Leveraging Pretrained Deep Learning Models to Extract Similarities for the Analog Ensemble Method Applied to Convection Satellite Imagery

Severe convection, including thunderstorms and related phenomena like flash flooding, hail, and strong winds, can have significant socioeconomic impacts. Nowcasting, which provides real-time, short-term predictions, is vital for issuing timely warnings to mitigate these impacts. Satellite imagery is essential for monitoring convection and offering accurate predictions of storm evolution, thereby enhancing early warning systems. Ensemble forecasting, which generates multiple potential scenarios, helps better quantify uncertainties in nowcasting. However, most ensemble forecasting methods are computationally intensive and typically do not incorporate satellite images directly. The Analog Ensemble (AnEn) method, a lower-cost ensemble approach, identifies similar past weather events based on forecast data. For a given time and location, the AnEn method identifies analogs from past model predictions that are similar to current forecast conditions. Then their associated observations are used as ensemble members. Despite its advantages, AnEn struggles with locality and is sensitive to the choice of similarity metrics. This study presents an improved AnEn system that replaces forecast archives with satellite images to identify analogs of convective conditions. The system utilizes pretrained deep learning algorithms (VGG16, Xception, and Inception-ResNet) to assess image similarity.

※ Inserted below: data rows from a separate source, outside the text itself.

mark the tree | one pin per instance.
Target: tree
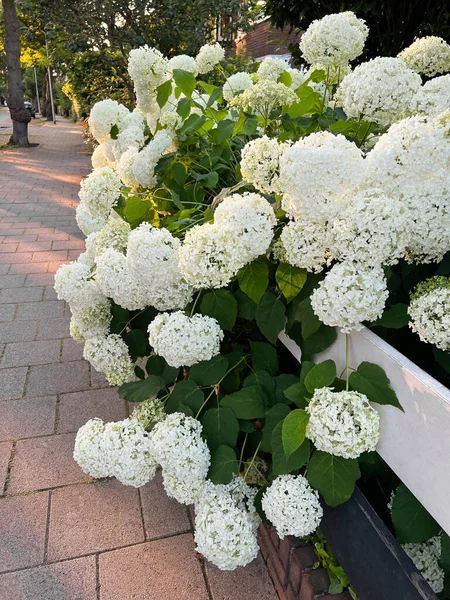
(19, 114)
(393, 24)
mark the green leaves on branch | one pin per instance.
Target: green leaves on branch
(371, 380)
(334, 477)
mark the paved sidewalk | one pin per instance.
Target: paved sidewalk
(64, 536)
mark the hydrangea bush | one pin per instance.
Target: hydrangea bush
(219, 217)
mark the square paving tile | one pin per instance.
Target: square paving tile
(93, 517)
(244, 583)
(77, 408)
(46, 462)
(162, 515)
(58, 378)
(161, 570)
(23, 522)
(27, 418)
(69, 580)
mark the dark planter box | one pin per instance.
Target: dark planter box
(373, 560)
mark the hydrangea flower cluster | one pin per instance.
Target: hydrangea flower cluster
(183, 340)
(349, 295)
(381, 90)
(225, 524)
(429, 311)
(292, 506)
(334, 40)
(342, 423)
(178, 447)
(110, 356)
(428, 56)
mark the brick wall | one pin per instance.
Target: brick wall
(290, 564)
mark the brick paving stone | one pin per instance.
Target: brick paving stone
(58, 378)
(93, 517)
(69, 580)
(77, 408)
(162, 515)
(31, 353)
(23, 522)
(27, 418)
(244, 583)
(45, 462)
(12, 382)
(164, 570)
(5, 454)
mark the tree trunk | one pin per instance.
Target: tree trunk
(19, 114)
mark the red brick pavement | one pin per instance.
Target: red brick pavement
(64, 536)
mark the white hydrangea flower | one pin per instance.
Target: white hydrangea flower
(428, 56)
(430, 312)
(184, 341)
(104, 115)
(270, 68)
(145, 163)
(292, 506)
(334, 40)
(148, 413)
(381, 90)
(109, 355)
(183, 454)
(147, 68)
(264, 96)
(225, 524)
(350, 294)
(260, 163)
(128, 453)
(208, 57)
(87, 222)
(236, 83)
(305, 244)
(152, 258)
(433, 98)
(342, 423)
(426, 556)
(316, 171)
(372, 229)
(184, 63)
(89, 451)
(100, 191)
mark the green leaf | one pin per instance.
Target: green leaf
(412, 522)
(156, 365)
(371, 380)
(294, 431)
(254, 279)
(310, 322)
(223, 465)
(185, 81)
(334, 477)
(185, 392)
(220, 426)
(271, 316)
(163, 92)
(248, 403)
(290, 280)
(222, 306)
(395, 317)
(209, 372)
(265, 357)
(225, 130)
(138, 391)
(321, 375)
(274, 415)
(280, 464)
(320, 340)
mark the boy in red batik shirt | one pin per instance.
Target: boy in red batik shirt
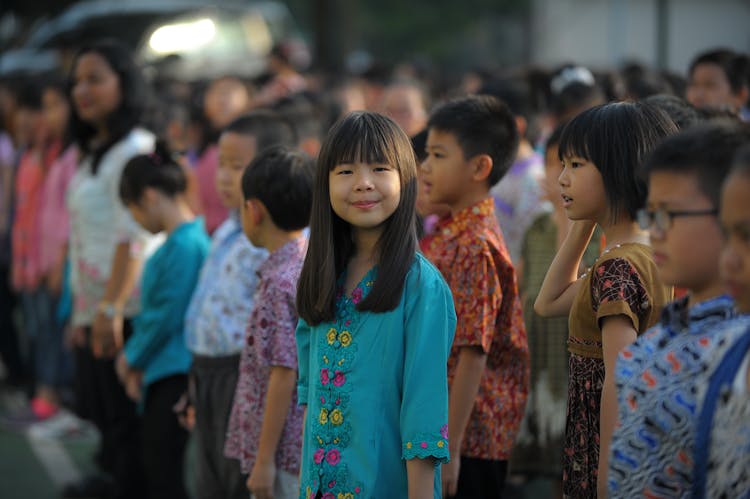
(471, 143)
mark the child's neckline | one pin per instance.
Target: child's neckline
(607, 250)
(365, 282)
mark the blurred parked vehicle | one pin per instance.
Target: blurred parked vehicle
(184, 39)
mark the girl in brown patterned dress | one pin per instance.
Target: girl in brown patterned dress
(621, 295)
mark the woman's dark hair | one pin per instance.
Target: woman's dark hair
(59, 84)
(370, 138)
(157, 170)
(617, 138)
(282, 179)
(134, 99)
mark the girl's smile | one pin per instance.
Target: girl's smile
(364, 194)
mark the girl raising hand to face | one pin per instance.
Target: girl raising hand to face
(377, 322)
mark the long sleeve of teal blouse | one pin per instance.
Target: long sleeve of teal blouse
(430, 321)
(168, 281)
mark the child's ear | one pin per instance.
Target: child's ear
(481, 167)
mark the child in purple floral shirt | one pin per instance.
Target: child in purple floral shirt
(265, 426)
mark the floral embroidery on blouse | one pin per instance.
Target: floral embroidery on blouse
(331, 430)
(469, 251)
(616, 280)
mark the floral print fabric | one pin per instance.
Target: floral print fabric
(270, 342)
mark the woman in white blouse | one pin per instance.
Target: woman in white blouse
(107, 249)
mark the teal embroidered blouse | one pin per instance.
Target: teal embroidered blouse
(376, 390)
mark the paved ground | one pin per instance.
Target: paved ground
(36, 468)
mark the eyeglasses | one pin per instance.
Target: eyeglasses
(662, 218)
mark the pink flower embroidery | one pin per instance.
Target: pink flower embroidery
(357, 295)
(339, 379)
(333, 457)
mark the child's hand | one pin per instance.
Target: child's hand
(55, 279)
(449, 475)
(106, 335)
(133, 385)
(122, 368)
(261, 480)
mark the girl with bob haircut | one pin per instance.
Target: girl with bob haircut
(376, 324)
(621, 295)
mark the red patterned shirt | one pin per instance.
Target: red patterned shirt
(469, 250)
(270, 342)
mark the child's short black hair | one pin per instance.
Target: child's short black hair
(267, 127)
(482, 125)
(705, 151)
(616, 138)
(157, 170)
(736, 66)
(282, 180)
(554, 138)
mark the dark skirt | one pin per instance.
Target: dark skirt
(581, 453)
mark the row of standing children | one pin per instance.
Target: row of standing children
(462, 165)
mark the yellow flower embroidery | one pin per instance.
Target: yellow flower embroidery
(345, 337)
(336, 417)
(331, 336)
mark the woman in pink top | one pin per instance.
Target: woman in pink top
(52, 358)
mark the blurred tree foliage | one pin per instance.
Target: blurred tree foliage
(445, 31)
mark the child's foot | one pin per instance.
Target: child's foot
(42, 408)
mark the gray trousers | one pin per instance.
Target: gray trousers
(213, 381)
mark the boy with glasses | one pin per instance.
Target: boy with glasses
(658, 400)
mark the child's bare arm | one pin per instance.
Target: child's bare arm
(281, 385)
(420, 474)
(561, 283)
(617, 333)
(471, 363)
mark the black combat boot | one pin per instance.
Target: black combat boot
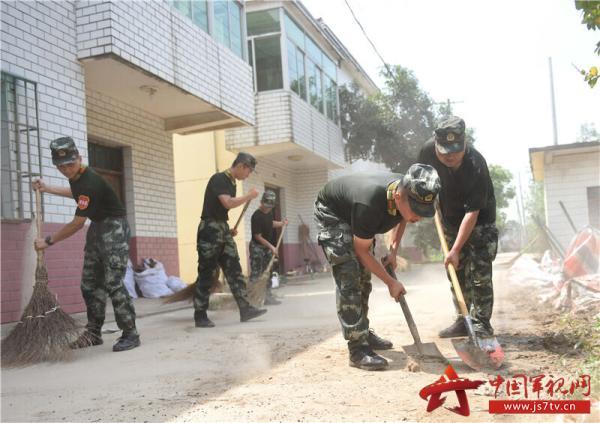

The training dataset consists of daily convection satellite images from EUMETSAT for the period 2020-2023, and the domain covers 40°N to 20°S and -20°W to 4°E. The year 2024 is used for testing, with ERA5 reanalysis of total precipitation as the verification ground-state. For a present convection satellite image this image is encoded and compared to all past encoded images of the training period using different metrics. The most similar images to the current one are then selected and their associated ERA5 total precipitation reanalysis are considered the members or our ensemble. Preliminary results indicate an average maximum precipitation anomaly of 15 mm between the analog ensemble mean and the current reanalysis, showing that the proposed system offers promising improvements in short-term forecasting.

Key words: Convection; Ensemble Forecasting; Deep Learning; VGG; Xception; ResNet; Analog Ensemble; Morocco; Nowcasting; EUMETSAT; ERA5; Morocco; Satellite Images; Remote Sensing;